Saying that it informed the corporate credit unions of the risks and pointing to the failures of the corporates’ executives and the NCUA, J.P. Morgan Securities has asked a federal judge to dismiss the agency’s lawsuit against it.
The NCUA Board has failed to prove that the firm made “material misrepresentations’’ to the corporate credit unions when selling them residential mortgage backed securities , according to the bank’s filing. Instead, J.P. Morgan alleges that the executives of the corporates made the investments despite warnings from the bank and the NCUA that they were risky.
"Despite warnings from the offering documents, the news media and even the (NCUA) board itself, the credit unions made the informed decision to plunge the majority of their assets into residential mortgage-backed securities at the height of the housing bubble. That investment strategy – which even the (NCUA) board has condemned as 'aggressive, 'excessive' and 'unreasonable' – backfired when the housing bubble burst. The credit unions lost their 'unreasonable' wager and subsequently collapsed,’’ according to the filing.
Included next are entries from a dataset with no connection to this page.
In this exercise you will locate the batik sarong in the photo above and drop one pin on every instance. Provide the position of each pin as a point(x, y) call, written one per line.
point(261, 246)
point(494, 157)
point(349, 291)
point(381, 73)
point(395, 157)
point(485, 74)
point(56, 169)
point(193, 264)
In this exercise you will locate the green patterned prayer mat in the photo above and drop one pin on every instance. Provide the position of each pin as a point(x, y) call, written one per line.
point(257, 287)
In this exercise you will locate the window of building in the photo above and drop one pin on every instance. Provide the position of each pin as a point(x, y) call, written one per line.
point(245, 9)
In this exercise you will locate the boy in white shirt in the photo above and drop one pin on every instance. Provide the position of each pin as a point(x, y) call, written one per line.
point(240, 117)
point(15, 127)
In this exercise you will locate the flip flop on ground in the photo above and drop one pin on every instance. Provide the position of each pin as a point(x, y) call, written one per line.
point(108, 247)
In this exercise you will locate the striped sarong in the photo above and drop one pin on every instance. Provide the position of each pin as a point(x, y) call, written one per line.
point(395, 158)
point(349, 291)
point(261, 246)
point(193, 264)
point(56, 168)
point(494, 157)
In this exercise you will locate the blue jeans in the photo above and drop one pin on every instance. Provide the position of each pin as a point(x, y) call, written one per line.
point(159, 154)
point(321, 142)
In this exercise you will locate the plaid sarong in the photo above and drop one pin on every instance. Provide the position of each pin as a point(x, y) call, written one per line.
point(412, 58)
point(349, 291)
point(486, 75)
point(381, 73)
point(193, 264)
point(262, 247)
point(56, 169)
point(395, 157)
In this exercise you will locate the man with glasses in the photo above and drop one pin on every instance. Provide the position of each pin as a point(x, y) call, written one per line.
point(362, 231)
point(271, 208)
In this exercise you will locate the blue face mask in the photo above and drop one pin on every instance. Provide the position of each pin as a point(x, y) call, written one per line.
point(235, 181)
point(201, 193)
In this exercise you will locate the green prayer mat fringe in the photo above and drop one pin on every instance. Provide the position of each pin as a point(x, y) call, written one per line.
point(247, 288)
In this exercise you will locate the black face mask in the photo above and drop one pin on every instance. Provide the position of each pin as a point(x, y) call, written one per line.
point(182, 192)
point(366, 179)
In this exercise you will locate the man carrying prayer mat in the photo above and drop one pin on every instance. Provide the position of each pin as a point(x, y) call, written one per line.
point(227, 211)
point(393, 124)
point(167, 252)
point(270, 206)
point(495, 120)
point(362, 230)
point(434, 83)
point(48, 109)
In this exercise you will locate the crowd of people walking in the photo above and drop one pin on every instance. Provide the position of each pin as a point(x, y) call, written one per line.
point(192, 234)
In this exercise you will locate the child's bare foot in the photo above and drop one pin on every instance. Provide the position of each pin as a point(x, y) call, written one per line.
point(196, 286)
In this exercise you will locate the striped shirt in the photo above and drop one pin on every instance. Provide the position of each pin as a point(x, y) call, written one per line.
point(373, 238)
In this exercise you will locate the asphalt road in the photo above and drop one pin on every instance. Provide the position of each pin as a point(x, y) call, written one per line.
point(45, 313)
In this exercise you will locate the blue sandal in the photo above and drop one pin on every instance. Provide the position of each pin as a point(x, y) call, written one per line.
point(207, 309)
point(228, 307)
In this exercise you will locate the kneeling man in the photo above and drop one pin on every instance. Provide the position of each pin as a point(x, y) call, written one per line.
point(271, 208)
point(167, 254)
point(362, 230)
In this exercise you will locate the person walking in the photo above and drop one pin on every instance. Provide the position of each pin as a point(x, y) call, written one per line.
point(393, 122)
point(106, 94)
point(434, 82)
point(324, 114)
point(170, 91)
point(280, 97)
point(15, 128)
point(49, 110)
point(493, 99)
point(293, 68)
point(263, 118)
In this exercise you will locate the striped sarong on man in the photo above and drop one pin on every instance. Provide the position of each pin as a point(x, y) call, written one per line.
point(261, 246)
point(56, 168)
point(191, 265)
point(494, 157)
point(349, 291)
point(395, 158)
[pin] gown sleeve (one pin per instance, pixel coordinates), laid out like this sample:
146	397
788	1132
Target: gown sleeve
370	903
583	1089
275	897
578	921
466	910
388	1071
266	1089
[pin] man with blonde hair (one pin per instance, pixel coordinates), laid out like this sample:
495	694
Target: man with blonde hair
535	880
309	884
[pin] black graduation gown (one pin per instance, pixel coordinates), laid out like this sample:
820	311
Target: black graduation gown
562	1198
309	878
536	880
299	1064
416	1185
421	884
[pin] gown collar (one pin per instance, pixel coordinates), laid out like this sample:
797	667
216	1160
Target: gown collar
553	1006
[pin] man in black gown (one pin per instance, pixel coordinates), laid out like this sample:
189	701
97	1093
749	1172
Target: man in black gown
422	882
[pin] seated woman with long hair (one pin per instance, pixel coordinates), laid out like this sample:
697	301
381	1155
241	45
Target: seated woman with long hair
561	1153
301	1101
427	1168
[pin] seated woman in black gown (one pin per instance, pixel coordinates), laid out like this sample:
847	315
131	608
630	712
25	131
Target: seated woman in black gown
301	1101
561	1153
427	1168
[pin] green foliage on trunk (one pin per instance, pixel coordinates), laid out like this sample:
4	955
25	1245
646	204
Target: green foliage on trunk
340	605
J.P. Morgan Securities, a division of banking giant J.P. MorganChase, noted that the documents it gave to the corporates contained “robust risk disclosures.’’ These included warnings that certain credit enhancement features might prove ineffective and that there might be some “noncompliant loans,’’ in the pools that didn’t comply with the underwriting guidelines.
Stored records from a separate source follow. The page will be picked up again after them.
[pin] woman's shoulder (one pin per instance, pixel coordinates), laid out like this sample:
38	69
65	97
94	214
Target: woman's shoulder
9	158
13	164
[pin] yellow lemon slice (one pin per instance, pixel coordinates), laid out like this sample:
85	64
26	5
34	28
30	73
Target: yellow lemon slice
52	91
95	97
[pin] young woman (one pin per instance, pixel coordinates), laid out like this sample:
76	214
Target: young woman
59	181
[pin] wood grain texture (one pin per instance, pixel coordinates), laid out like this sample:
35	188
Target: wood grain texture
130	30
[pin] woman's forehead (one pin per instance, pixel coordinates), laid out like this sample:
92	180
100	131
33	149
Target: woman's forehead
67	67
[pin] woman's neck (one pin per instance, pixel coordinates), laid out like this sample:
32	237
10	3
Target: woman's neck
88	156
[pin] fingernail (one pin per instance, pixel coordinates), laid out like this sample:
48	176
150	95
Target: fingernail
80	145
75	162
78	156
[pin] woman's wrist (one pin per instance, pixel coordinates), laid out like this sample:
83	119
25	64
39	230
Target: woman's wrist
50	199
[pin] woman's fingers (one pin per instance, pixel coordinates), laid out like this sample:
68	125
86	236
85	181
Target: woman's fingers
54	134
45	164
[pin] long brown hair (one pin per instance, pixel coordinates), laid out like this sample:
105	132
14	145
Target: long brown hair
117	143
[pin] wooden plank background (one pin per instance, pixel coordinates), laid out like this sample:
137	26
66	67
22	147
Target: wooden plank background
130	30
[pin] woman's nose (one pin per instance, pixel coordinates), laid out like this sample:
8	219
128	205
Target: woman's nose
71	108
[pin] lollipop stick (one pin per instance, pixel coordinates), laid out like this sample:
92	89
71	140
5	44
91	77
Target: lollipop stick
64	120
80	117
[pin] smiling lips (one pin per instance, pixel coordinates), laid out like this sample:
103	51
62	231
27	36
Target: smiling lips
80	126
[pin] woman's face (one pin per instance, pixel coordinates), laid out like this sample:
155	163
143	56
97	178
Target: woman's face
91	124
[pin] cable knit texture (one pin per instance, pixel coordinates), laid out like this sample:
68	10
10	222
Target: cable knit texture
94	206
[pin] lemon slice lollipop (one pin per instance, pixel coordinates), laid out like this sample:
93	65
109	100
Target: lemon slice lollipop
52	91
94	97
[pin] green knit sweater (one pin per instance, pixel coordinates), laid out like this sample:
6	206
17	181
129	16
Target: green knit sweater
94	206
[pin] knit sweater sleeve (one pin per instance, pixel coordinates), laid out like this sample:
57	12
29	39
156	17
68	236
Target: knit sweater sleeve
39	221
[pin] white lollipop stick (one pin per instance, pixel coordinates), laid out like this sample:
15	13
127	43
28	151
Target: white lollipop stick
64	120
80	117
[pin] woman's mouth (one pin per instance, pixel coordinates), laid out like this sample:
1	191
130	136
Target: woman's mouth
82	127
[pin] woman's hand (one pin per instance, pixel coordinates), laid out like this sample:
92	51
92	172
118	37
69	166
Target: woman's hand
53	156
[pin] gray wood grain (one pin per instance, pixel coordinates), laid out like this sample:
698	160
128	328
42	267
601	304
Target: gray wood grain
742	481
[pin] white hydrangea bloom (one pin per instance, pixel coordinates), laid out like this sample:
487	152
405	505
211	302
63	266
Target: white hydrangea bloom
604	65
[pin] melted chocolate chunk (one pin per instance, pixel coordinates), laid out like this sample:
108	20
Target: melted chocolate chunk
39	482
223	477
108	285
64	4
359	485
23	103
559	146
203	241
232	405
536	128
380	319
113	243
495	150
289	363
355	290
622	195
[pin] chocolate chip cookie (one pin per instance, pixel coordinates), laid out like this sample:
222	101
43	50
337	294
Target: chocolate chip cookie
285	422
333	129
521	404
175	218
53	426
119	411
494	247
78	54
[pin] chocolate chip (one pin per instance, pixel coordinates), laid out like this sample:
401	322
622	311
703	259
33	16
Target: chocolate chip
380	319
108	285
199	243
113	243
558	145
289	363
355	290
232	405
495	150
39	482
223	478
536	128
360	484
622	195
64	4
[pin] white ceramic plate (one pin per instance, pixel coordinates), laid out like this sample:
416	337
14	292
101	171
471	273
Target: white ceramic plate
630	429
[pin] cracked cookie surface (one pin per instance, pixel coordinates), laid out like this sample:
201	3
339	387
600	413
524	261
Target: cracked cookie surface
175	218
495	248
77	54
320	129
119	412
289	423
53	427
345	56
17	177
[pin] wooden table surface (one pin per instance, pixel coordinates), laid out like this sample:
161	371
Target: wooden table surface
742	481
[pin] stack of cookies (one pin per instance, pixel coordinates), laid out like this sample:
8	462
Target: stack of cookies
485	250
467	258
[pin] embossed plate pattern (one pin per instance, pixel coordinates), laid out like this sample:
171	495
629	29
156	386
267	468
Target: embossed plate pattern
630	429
The NCUA has sued J.P. Morgan Securities, RBS Securities and Goldman Sachs for not fully disclosing the risks when it sold RMBs to the corporates. The collapse of the housing market caused the value of those securities to plummet, leading to massive losses to the corporates.
That convergence of events required the NCUA to rescue some of them, with the help of a loan from the Treasury Department. The credit union system is paying for the rescue through annual assessments. This year’s assessment was 25 basis points.
The lawsuit that the NCUA filed against J.P. Morgan in June involves losses stemming from bonds purchased by U.S. Central and three other corporates that the agency conserved and closed: Members United, Southwest Corporate and WesCorp.
The agency isn’t alleging fraud but contends that J.P. Morgan made "untrue statements and omissions," including withholding information about a material percentage of the borrowers whose mortgages made up the securities.
To back up its request to dismiss the lawsuit, J.P. Morgan also cites the reports of the NCUA’s Office of Inspector General which said that many of the problems of the corporates were the result of failures by their executives and an overly aggressive investment strategy.